KI-008 — test_call_peer_errors.py fails collection due to missing tests/conftest.py

File: tests/test_call_peer_errors.py
Status: Resolved
Severity: Low

Resolution

tests/conftest.py exists with the _CaptureHandler stub definition. pytest tests/test_call_peer_errors.py runs all 12 tests cleanly. pytest tests/ collects all test files with no collection errors.
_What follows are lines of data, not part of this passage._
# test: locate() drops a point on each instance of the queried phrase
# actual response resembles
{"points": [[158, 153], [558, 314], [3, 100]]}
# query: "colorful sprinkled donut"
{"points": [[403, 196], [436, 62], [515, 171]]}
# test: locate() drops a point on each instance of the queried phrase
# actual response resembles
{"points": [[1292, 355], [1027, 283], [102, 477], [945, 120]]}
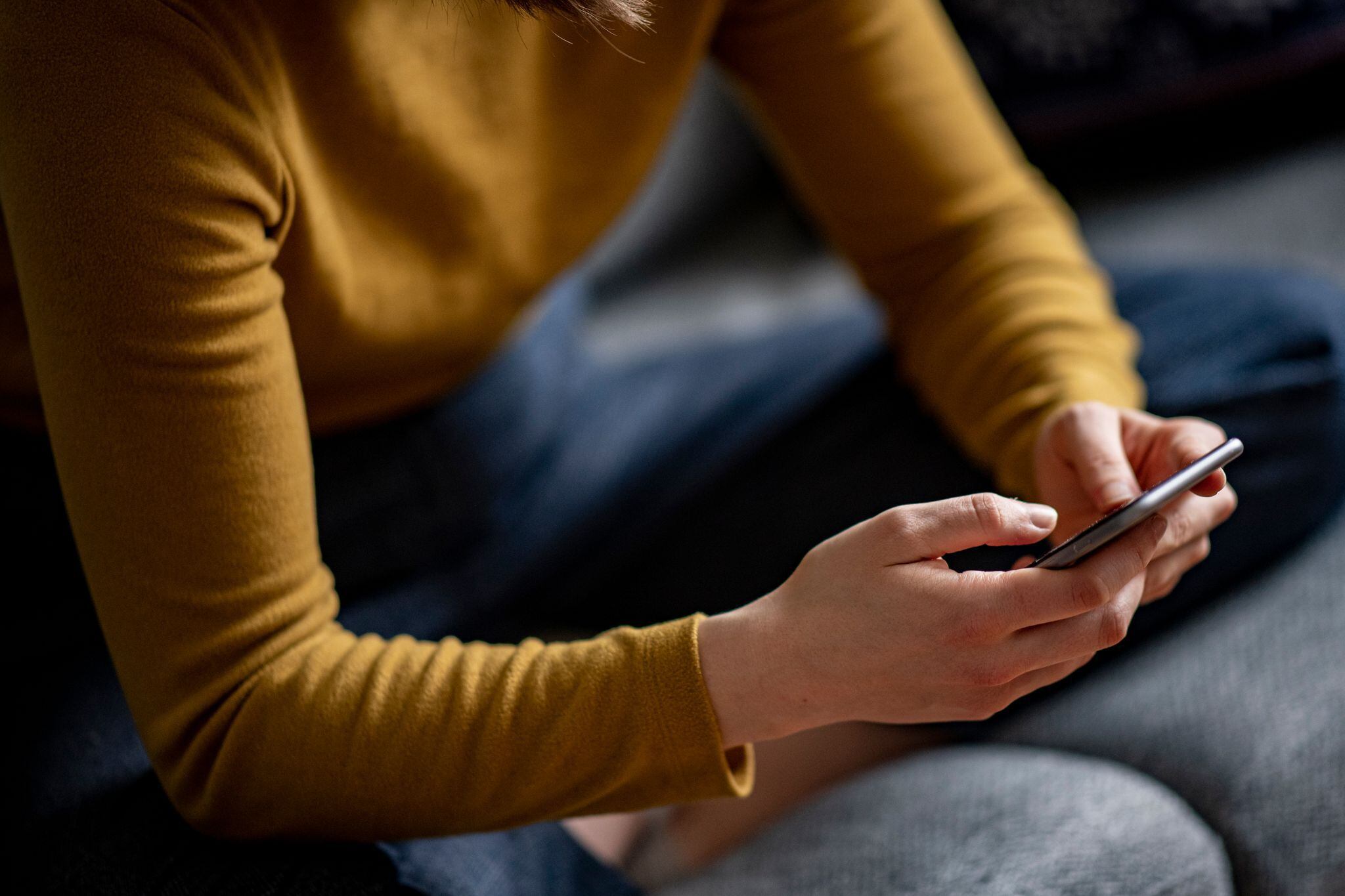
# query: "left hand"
{"points": [[1091, 458]]}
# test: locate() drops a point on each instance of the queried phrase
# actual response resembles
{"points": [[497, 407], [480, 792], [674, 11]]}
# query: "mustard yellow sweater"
{"points": [[233, 222]]}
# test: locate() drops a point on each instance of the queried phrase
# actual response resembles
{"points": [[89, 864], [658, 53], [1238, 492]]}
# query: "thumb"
{"points": [[1088, 440], [927, 531]]}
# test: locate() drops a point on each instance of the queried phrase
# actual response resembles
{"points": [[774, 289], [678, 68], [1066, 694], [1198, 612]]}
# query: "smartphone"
{"points": [[1130, 515]]}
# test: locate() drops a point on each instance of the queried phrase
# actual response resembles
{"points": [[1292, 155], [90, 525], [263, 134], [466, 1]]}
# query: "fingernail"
{"points": [[1044, 517], [1115, 495]]}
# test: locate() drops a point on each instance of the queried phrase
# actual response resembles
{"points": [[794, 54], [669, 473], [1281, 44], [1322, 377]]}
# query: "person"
{"points": [[295, 276]]}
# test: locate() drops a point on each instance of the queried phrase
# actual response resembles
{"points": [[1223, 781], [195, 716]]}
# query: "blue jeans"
{"points": [[558, 492]]}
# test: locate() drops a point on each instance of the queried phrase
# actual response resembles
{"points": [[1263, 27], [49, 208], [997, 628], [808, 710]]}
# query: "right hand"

KI-009 — run_heartbeat_loop() does not honour external stop signals

File: molecule_agent/client.py (RemoteAgentClient.run_heartbeat_loop) Status: Identified Severity: Low

Symptom

run_heartbeat_loop() runs an unbounded while True loop with sleep(heartbeat_interval) between iterations. There is no mechanism for an external caller to signal the loop to exit cleanly. If the MCP client that launched the remote agent disconnects (e.g. via SSE stream close), the heartbeat loop continues indefinitely until max_iterations is reached or the process is killed externally.

Impact

Orphaned heartbeat processes continue consuming platform API quota after the controlling MCP client has disconnected. Each iteration sends a POST /registry/heartbeat and a GET /workspaces/:id/state call. Over time this accumulates unnecessary API calls.

Suggested fix

Add a stop_event parameter to run_heartbeat_loop() — a threading.Event or asyncio.Event that, when set, causes the loop to exit cleanly with a stopped return value:

def run_heartbeat_loop(
    self,
    max_iterations: int | None = None,
    task_supplier: "callable | None" = None,
    stop_event: threading.Event | None = None,
) -> str:
    i = 0
    while True:
        if stop_event is not None and stop_event.is_set():
            return "stopped"
        if max_iterations is not None and i >= max_iterations:
            return "max_iterations"
        # ... rest of loop

Callers (MCP client wrappers, shell scripts) can then call stop_event.set() on SIGTERM/SIGINT to achieve clean shutdown.